Tipper Kelley eyed me and knew I was serious.

"
He means it, all right," said Tipper,
still the dap newsman, but in a 1948 double-breasted. "But of
course he's full of what they call the old bully-bull-bullshit
because I was there. You know I was there, Delaney."

"Don't I know it," said the Pack.

"Me and Bones McDowell," said the Tip.
"Bones sat on his chest."

"We know the rest," said Packy.

"It's not respectful to Bones' memory to say he
sat on the man's chest of his own accord," Tipper said. "Bones
was the finest reporter I ever worked with. No.
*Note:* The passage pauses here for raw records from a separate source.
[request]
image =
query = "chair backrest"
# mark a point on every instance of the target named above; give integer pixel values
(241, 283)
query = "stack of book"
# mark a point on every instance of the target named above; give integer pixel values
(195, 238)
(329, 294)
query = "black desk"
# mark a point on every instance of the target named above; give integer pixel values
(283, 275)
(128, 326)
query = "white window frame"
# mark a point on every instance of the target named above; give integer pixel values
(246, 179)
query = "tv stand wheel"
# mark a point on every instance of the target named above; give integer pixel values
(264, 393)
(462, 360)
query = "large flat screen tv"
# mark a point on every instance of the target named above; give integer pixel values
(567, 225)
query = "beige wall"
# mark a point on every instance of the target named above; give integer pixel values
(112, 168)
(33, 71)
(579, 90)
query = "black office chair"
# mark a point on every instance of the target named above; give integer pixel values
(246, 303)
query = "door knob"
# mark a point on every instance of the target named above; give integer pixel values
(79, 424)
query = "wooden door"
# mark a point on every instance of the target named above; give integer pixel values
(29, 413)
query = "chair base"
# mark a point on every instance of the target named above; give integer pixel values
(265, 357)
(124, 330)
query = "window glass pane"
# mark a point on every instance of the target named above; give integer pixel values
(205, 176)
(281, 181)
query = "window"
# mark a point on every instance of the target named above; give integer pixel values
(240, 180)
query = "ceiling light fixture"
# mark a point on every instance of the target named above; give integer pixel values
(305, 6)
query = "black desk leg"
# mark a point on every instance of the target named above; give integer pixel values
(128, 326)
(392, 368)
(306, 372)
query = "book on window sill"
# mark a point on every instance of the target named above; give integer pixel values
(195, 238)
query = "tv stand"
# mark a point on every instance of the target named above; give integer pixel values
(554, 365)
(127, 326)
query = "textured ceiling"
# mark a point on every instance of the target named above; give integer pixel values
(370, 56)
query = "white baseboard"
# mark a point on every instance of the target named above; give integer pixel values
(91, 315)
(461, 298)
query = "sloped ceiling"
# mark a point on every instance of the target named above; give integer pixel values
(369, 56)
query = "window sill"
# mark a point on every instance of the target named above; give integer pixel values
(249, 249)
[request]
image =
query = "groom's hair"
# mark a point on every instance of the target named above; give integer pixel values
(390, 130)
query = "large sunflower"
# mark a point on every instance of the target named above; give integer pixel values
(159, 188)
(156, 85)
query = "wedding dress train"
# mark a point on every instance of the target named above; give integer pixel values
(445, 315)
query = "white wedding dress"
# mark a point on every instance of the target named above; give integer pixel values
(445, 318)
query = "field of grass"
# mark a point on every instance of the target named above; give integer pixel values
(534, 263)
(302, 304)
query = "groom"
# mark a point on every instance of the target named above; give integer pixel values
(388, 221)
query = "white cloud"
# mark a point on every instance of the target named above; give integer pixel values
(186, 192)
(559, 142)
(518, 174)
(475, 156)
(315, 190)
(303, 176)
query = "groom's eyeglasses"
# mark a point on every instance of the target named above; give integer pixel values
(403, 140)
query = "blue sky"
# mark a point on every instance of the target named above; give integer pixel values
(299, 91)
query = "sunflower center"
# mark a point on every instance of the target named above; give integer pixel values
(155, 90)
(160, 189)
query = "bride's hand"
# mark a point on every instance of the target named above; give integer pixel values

Bones wouldn't of
done that to any man, drunk or sober, him or Jack the corpse, God
rest his soul. Both their souls, if Jack had a soul."

"He had a soul all right," said Flossie. "I
saw that and everything else he had too."

"We'll hear about that another time," said
Tipper, "I'm now talking about Bones, who with myself was the
first up the stairs before the cops, and Jack's wife there in the
hallway, crying the buckets. The door was open, so Bones pushed it
the rest of the way open and in he snuck and no light in the room but
what was coming in the window. The cops pulled up then and we heard
their car door slam and Bones says to me, 'Come inside and we'll get
a look before they kick us the hell out,' and he took a step and
tripped, the simple bastard, and sprawled backward over the bed,
right on top of poor Jack in his underwear, who of course didn't feel
a thing. Bones got blood all over the seat of his pants."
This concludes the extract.